David Baker‘s group has had another success for FoldIt, their computer game for folding proteins. As reported in Nature News, Victory for crowdsourced biomolecule design, FoldIt players managed to improve the computer-designed enzyme that catalyzes Diels-Alder reactions. I’ve not read the paper itself (Increased Diels-Alderase activity through backbone remodeling guided by FoldIt players), which is hidden behind a paywall (though UC has a library subscription, so I do have access).

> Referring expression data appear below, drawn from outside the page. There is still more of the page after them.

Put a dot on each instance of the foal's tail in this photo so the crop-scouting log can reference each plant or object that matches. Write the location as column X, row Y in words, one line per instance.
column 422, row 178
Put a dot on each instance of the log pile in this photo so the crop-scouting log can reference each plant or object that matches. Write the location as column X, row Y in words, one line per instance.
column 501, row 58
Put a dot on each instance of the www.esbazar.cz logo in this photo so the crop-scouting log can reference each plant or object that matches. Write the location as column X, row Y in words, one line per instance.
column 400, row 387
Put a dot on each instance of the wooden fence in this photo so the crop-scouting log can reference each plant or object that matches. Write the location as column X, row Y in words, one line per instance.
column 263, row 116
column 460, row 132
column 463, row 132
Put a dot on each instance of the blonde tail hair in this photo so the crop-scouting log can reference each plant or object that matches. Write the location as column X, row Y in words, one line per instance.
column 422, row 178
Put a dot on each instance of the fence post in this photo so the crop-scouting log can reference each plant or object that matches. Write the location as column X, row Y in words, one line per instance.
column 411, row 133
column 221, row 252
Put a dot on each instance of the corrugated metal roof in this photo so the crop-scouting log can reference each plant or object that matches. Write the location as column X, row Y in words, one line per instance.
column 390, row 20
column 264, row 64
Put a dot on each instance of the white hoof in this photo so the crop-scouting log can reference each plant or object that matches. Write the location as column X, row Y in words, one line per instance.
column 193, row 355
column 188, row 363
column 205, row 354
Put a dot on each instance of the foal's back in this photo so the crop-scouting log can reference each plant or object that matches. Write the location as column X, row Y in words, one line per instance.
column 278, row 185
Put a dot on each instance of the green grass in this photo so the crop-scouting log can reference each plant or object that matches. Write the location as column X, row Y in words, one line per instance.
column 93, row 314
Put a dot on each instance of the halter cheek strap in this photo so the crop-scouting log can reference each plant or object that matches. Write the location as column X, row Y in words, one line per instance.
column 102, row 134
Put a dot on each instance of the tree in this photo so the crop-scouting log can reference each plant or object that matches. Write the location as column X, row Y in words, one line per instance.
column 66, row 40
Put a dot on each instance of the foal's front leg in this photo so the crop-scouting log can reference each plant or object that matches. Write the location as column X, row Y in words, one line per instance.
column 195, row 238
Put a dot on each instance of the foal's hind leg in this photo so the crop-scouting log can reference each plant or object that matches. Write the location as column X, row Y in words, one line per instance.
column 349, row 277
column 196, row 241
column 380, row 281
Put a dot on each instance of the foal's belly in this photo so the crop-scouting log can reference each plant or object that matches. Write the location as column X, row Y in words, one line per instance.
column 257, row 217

The initial impressive feat from Baker’s group was that they designed an enzyme de novo using Rosetta design (this was reported in 2010). The FoldIt addition was an 18-fold increase in activity, which came from targeted redesign (redesigning a loop to increase contact between the protein and one of the reactants, stabilizing the new loop, and so forth). The FoldIt players were not not choosing the goals of the redesign (that was done by postdocs in Baker’s group), but they were exploring the protein space in ways that conventional optimization programs do not (such as adding 13 amino acids).
This is not the first success for FoldIt. They had a Nature paper in 2010, which reported on the success of FoldIt players at predicting protein structure on a target that had eluded automatic methods for a few years.

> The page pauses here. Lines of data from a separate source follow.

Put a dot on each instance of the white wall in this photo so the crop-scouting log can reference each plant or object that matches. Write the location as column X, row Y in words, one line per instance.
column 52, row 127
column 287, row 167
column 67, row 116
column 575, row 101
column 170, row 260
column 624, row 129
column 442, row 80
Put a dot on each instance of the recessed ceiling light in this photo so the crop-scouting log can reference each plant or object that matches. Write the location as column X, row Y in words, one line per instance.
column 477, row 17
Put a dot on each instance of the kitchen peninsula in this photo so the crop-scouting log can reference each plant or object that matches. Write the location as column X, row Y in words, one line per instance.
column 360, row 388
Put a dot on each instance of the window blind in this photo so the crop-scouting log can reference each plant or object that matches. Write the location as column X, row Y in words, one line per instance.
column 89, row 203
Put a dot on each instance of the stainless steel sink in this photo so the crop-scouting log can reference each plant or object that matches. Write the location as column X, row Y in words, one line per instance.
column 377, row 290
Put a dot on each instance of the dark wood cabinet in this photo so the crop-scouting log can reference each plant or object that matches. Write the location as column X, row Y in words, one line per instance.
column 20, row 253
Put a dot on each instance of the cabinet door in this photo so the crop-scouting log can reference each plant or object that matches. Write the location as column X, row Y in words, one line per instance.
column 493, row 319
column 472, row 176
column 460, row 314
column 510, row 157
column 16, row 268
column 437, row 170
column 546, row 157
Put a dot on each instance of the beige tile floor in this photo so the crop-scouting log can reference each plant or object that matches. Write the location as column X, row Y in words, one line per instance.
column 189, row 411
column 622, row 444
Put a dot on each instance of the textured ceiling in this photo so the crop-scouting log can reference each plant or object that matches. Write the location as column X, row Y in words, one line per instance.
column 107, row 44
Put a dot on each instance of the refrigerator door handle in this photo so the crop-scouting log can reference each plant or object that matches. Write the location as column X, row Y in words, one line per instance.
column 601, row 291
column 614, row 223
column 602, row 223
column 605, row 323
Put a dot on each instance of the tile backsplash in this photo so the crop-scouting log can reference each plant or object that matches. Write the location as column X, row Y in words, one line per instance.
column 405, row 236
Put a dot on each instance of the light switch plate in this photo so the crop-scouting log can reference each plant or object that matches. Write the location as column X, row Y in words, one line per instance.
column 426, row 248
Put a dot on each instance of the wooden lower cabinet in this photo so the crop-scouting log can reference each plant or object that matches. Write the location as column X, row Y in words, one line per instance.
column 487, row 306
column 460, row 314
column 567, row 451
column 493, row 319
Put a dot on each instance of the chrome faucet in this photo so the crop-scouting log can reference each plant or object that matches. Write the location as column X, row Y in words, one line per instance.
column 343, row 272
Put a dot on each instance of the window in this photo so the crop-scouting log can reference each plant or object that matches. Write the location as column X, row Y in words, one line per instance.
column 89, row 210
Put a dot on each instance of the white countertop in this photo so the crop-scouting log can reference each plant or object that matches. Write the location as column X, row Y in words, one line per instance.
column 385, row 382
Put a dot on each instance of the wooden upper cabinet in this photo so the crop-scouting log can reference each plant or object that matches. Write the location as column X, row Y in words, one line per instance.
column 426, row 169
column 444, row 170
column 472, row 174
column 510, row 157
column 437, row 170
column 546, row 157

So far as I know, FoldIt is the only computer game so far to have made any real advances in molecular engineering. (The main other contender, EteRNA, though fun to play, does not capture enough in its scoring function for EteRNA play to do anything very useful.)
Disclaimer: my former PhD student, Firas Khatib, was an author on both the FoldIt papers mentioned here, though he was not part of the original enzyme design team.